- Interactive map of Veavågen
- Coordinates: 59°17′41″N 5°13′07″E﻿ / ﻿59.29483°N 5.21874°E
- Country: Norway
- Region: Western Norway
- County: Rogaland
- District: Haugaland
- Municipality: Karmøy Municipality

Area
- • Total: 2.48 km^{2} (0.96 sq mi)
- Elevation: 25 m (82 ft)

Population (2014)
- • Total: 2,968
- • Density: 1,197/km^{2} (3,100/sq mi)
- Time zone: UTC+01:00 (CET)
- • Summer (DST): UTC+02:00 (CEST)
- Post Code: 4276 Veavågen

= Veavågen =

Village in Karmøy Municipality, Norway

Veavågen (historically Vedavågen) is an urban village in Karmøy Municipality in Rogaland county, Norway. It is located on the western shore of the island of Karmøy, about halfway between the towns of Kopervik and Åkrehamn. The Norwegian county road 854 runs through the east side of the village.

The economy of Veavågen is centered around fishing and related industries. The local sports club is named SK Vedavåg Karmøy. Vedavågen Church was built here in 2009 in a long church style. Storhall Karmøy, one of the biggest athlete halls in the district was built here in 2014-2015.

The 2.48 km2 village has a population (2014) of 2,968; giving it a population density of 1197 PD/km2. Since 2015, the population of the urban area of Veavågen has been included within the town of Åkrehamn and separate statistics are no longer tracked by Statistics Norway.
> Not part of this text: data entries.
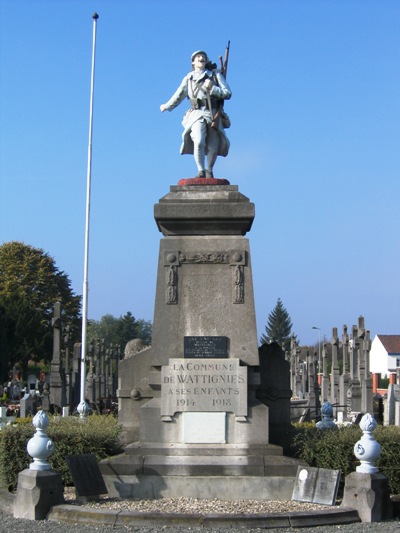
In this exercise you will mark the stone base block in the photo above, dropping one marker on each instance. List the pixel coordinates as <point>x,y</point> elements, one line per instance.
<point>369,494</point>
<point>205,487</point>
<point>37,492</point>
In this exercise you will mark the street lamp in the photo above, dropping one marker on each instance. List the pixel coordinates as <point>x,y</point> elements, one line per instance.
<point>319,348</point>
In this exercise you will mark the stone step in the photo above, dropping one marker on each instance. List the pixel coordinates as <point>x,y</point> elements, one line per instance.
<point>201,465</point>
<point>203,449</point>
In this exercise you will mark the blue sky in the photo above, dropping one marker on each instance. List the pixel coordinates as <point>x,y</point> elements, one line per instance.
<point>315,143</point>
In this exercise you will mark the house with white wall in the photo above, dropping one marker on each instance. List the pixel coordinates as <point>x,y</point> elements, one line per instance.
<point>384,356</point>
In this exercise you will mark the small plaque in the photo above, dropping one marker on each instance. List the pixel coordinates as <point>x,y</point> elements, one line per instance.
<point>316,485</point>
<point>86,475</point>
<point>205,347</point>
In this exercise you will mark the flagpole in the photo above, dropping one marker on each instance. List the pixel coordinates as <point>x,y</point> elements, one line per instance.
<point>83,408</point>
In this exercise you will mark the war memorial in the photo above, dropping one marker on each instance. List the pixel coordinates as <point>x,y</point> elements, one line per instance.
<point>204,412</point>
<point>188,403</point>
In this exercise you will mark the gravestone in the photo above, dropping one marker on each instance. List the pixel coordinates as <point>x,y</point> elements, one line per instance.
<point>86,475</point>
<point>316,485</point>
<point>188,404</point>
<point>27,406</point>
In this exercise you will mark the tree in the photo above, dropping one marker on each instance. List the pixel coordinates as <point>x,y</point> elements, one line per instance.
<point>30,285</point>
<point>279,327</point>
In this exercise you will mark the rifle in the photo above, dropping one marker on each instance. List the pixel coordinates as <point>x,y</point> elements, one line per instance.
<point>224,70</point>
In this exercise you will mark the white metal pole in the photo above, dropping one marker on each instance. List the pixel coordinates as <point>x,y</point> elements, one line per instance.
<point>83,408</point>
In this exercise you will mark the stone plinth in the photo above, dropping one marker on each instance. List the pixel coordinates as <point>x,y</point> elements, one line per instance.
<point>195,389</point>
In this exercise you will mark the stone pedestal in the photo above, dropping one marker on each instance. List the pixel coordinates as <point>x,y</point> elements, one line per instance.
<point>369,494</point>
<point>195,389</point>
<point>37,492</point>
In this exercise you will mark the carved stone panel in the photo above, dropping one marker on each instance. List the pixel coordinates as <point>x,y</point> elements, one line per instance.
<point>209,385</point>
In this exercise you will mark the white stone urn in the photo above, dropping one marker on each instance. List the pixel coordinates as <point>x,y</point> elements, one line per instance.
<point>367,449</point>
<point>40,446</point>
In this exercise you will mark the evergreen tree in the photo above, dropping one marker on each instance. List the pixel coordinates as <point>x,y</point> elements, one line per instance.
<point>30,285</point>
<point>279,327</point>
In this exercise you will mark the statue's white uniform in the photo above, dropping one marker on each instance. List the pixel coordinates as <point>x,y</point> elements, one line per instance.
<point>198,137</point>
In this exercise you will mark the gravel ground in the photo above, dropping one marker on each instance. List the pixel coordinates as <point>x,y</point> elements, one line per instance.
<point>9,524</point>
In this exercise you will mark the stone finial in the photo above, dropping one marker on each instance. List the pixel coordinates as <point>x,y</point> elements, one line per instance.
<point>367,449</point>
<point>40,446</point>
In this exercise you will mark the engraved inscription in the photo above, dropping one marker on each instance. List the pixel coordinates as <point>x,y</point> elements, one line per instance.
<point>207,347</point>
<point>208,385</point>
<point>204,257</point>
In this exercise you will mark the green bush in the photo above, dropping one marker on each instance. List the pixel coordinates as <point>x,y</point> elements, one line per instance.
<point>334,449</point>
<point>98,434</point>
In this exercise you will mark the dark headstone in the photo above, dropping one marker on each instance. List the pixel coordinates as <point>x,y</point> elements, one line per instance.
<point>205,347</point>
<point>316,485</point>
<point>86,475</point>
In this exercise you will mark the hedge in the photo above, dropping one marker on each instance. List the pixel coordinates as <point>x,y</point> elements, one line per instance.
<point>334,449</point>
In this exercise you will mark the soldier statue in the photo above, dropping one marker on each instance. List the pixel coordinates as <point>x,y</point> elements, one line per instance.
<point>204,123</point>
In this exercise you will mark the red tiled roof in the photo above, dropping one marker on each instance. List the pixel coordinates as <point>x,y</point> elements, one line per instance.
<point>391,343</point>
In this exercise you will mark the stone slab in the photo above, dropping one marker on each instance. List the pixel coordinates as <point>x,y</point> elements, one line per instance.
<point>273,452</point>
<point>200,466</point>
<point>204,428</point>
<point>316,485</point>
<point>71,514</point>
<point>195,486</point>
<point>86,475</point>
<point>369,494</point>
<point>37,492</point>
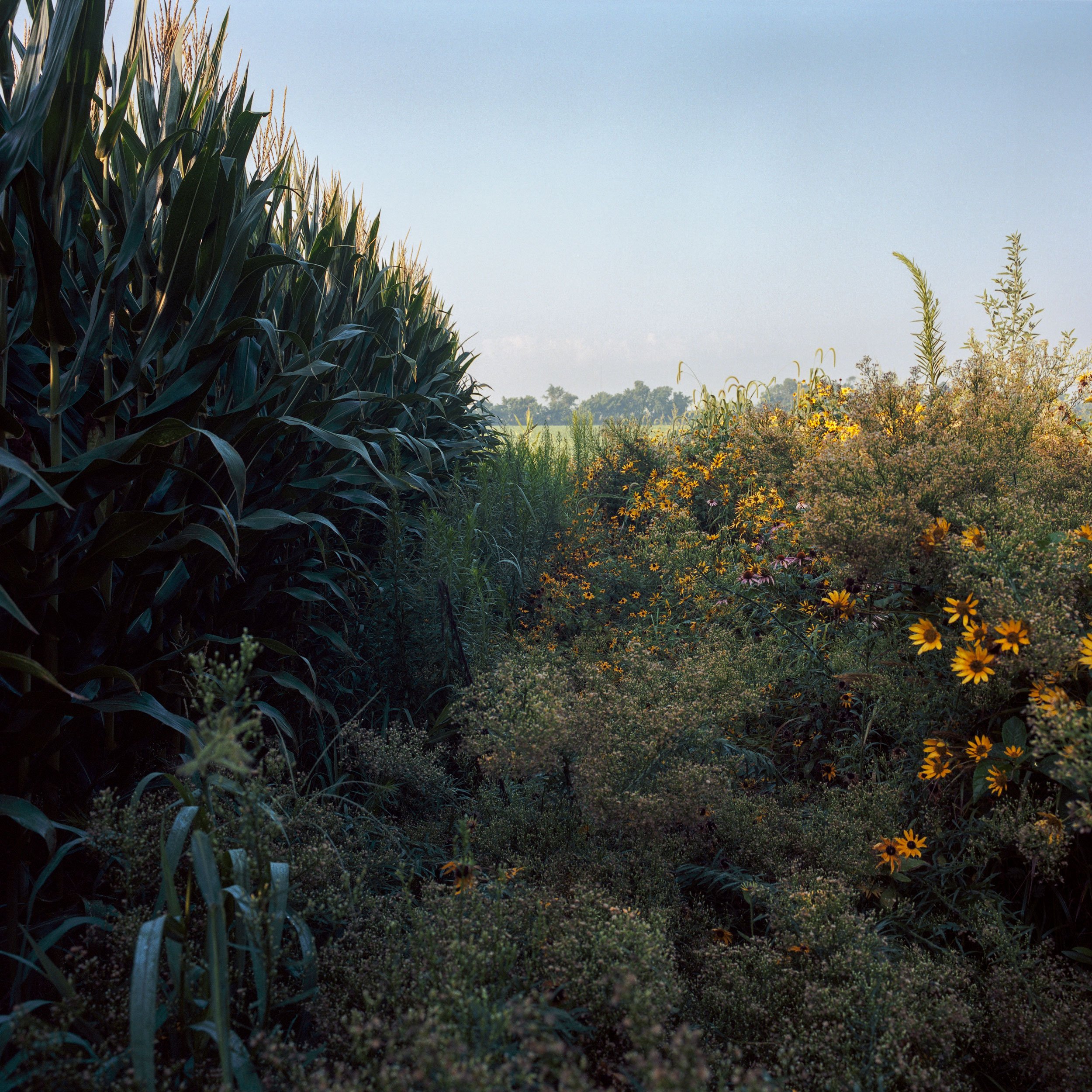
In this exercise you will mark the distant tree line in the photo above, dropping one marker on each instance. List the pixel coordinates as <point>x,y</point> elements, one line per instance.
<point>640,402</point>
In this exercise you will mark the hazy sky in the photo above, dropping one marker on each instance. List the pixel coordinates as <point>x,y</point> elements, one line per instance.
<point>603,189</point>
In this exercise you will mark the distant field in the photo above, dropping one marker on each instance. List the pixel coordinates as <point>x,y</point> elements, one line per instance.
<point>562,432</point>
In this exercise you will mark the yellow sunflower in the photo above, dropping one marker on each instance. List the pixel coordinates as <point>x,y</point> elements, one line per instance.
<point>1052,826</point>
<point>462,875</point>
<point>975,539</point>
<point>934,536</point>
<point>888,851</point>
<point>972,665</point>
<point>925,636</point>
<point>841,603</point>
<point>980,748</point>
<point>910,844</point>
<point>997,780</point>
<point>935,768</point>
<point>1013,634</point>
<point>1050,699</point>
<point>961,610</point>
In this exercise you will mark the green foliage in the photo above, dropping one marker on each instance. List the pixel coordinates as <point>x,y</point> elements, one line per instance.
<point>214,386</point>
<point>640,402</point>
<point>931,346</point>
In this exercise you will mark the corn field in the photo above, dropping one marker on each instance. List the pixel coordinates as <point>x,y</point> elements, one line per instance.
<point>213,381</point>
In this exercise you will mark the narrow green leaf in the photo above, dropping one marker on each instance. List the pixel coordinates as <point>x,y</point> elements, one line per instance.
<point>142,991</point>
<point>27,815</point>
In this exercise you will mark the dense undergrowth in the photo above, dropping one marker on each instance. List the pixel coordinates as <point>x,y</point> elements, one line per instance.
<point>750,755</point>
<point>753,753</point>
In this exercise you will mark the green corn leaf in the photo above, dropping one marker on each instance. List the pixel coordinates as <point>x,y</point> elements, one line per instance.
<point>53,972</point>
<point>241,1066</point>
<point>117,115</point>
<point>7,603</point>
<point>64,127</point>
<point>104,672</point>
<point>335,639</point>
<point>197,534</point>
<point>27,815</point>
<point>279,907</point>
<point>143,704</point>
<point>142,991</point>
<point>217,951</point>
<point>17,466</point>
<point>33,97</point>
<point>308,964</point>
<point>28,667</point>
<point>121,536</point>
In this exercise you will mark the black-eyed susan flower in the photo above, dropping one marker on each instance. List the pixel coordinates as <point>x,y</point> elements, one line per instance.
<point>910,844</point>
<point>935,768</point>
<point>972,665</point>
<point>888,851</point>
<point>1052,826</point>
<point>980,748</point>
<point>462,875</point>
<point>841,603</point>
<point>1049,697</point>
<point>934,536</point>
<point>997,780</point>
<point>975,539</point>
<point>925,636</point>
<point>1012,635</point>
<point>961,610</point>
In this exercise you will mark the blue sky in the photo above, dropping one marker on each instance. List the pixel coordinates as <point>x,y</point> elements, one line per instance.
<point>603,189</point>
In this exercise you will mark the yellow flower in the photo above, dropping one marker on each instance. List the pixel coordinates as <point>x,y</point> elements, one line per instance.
<point>841,603</point>
<point>461,874</point>
<point>975,539</point>
<point>980,748</point>
<point>1047,697</point>
<point>972,665</point>
<point>910,844</point>
<point>888,852</point>
<point>924,635</point>
<point>935,768</point>
<point>934,536</point>
<point>961,610</point>
<point>997,780</point>
<point>1052,826</point>
<point>1013,634</point>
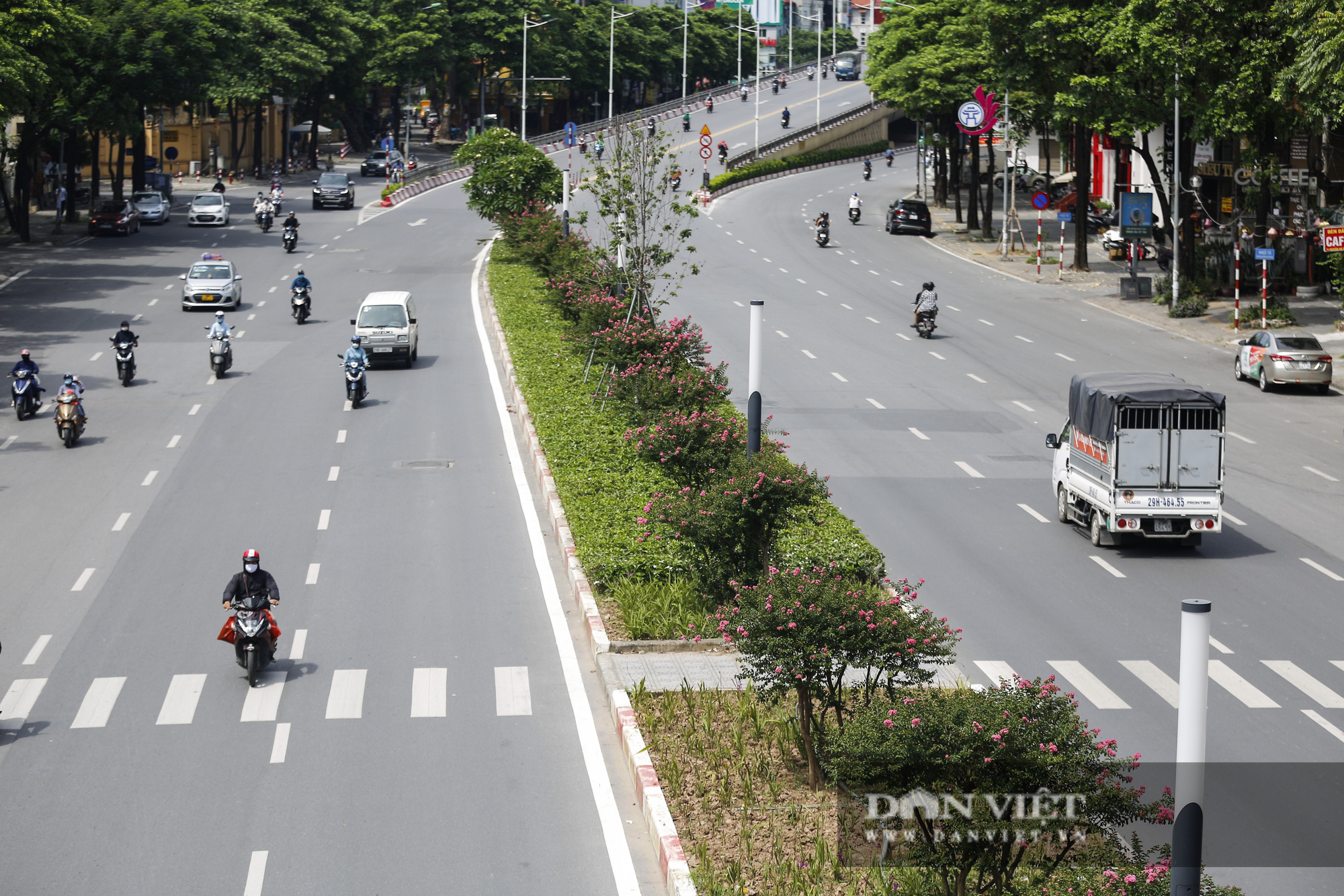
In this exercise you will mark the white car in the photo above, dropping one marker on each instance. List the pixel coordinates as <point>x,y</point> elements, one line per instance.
<point>208,209</point>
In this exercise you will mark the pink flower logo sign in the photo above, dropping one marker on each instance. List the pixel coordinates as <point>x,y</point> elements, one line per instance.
<point>979,116</point>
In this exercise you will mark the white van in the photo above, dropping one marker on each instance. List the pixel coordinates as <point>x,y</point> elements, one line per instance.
<point>388,330</point>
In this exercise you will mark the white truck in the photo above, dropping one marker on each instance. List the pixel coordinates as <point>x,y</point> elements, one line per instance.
<point>1140,457</point>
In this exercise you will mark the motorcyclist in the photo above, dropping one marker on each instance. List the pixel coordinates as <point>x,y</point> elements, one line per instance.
<point>26,363</point>
<point>927,303</point>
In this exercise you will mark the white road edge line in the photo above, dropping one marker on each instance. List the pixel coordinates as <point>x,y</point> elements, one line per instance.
<point>614,830</point>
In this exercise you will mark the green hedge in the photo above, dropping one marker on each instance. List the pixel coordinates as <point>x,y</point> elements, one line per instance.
<point>601,480</point>
<point>773,166</point>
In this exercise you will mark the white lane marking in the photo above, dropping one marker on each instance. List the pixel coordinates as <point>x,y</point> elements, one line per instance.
<point>429,694</point>
<point>99,702</point>
<point>998,671</point>
<point>346,699</point>
<point>263,702</point>
<point>181,702</point>
<point>37,649</point>
<point>256,874</point>
<point>1037,517</point>
<point>614,828</point>
<point>18,702</point>
<point>1088,684</point>
<point>1105,566</point>
<point>1315,717</point>
<point>1166,687</point>
<point>282,745</point>
<point>1238,687</point>
<point>1320,569</point>
<point>513,694</point>
<point>1306,683</point>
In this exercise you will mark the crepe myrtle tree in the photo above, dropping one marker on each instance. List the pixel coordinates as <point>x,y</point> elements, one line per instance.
<point>986,788</point>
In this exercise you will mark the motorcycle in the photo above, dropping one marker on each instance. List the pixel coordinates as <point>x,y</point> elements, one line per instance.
<point>253,632</point>
<point>302,306</point>
<point>69,420</point>
<point>221,355</point>
<point>26,393</point>
<point>126,354</point>
<point>355,382</point>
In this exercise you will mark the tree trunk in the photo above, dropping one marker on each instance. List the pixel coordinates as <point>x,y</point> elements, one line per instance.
<point>806,726</point>
<point>1083,193</point>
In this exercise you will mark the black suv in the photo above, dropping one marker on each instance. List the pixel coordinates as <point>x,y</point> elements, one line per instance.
<point>909,214</point>
<point>334,190</point>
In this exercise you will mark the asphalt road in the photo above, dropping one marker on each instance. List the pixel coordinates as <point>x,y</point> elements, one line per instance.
<point>937,451</point>
<point>134,760</point>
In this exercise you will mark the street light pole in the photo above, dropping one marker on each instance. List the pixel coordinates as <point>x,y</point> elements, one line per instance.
<point>611,65</point>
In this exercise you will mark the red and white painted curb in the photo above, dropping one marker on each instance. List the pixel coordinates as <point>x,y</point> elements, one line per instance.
<point>658,817</point>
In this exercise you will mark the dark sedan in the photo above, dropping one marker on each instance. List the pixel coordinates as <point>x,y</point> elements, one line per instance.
<point>115,217</point>
<point>909,214</point>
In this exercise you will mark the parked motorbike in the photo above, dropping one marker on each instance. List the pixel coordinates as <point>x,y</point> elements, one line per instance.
<point>221,355</point>
<point>69,420</point>
<point>300,304</point>
<point>26,393</point>
<point>126,354</point>
<point>355,382</point>
<point>253,632</point>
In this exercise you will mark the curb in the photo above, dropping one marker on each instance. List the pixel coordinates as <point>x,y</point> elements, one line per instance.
<point>658,817</point>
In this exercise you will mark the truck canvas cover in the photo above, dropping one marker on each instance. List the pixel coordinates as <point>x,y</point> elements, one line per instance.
<point>1093,398</point>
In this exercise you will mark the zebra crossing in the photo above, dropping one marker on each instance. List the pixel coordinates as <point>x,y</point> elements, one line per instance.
<point>1089,686</point>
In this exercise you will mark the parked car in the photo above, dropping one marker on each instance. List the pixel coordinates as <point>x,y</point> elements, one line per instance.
<point>153,208</point>
<point>1273,359</point>
<point>212,284</point>
<point>208,209</point>
<point>909,214</point>
<point>334,190</point>
<point>115,217</point>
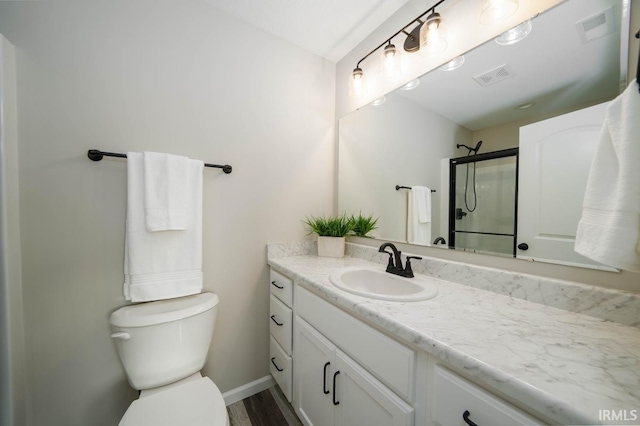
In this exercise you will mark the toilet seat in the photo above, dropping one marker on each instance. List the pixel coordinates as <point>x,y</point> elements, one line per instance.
<point>195,403</point>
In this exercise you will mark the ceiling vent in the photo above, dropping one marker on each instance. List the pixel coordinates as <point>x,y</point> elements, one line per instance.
<point>494,76</point>
<point>596,26</point>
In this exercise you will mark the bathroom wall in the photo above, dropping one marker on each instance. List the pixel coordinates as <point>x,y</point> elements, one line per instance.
<point>471,35</point>
<point>178,77</point>
<point>12,370</point>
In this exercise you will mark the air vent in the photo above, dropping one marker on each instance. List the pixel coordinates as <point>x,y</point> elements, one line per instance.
<point>596,26</point>
<point>494,76</point>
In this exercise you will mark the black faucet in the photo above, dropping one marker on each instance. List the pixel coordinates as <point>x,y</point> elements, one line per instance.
<point>395,261</point>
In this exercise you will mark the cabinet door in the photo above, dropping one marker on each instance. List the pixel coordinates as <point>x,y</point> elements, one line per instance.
<point>313,375</point>
<point>363,400</point>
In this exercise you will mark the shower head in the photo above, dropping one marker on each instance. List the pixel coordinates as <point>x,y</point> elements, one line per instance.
<point>471,150</point>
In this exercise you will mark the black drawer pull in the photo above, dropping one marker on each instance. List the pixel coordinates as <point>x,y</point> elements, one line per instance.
<point>465,416</point>
<point>273,361</point>
<point>324,379</point>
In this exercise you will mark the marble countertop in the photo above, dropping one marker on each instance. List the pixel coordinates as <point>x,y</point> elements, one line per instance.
<point>563,365</point>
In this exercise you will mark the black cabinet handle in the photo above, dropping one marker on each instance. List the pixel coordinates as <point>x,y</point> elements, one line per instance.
<point>324,379</point>
<point>274,320</point>
<point>273,361</point>
<point>465,416</point>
Prior to that time it was a tettsted which is an urban area in Norway, although it has never been granted town status under Norwegian law.

==Name==
The name "Veavågen" is commonly shortened to "Vea". The name originates from one of the historical farms in the area, called "Vea" and vågen is the definite form of the Norwegian word for "bay", thus the bay of the farm Vea.

For several years, road signage and the postal service used the spelling "Vedavågen" and some of the locals used the spelling "Veavågen". On 25 November 2013, the municipal council of Karmøy Municipality declared that "Veavågen" was the proper spelling. The mailing areas associated with the village were changed to "Veavågen" effective 1 October 2014.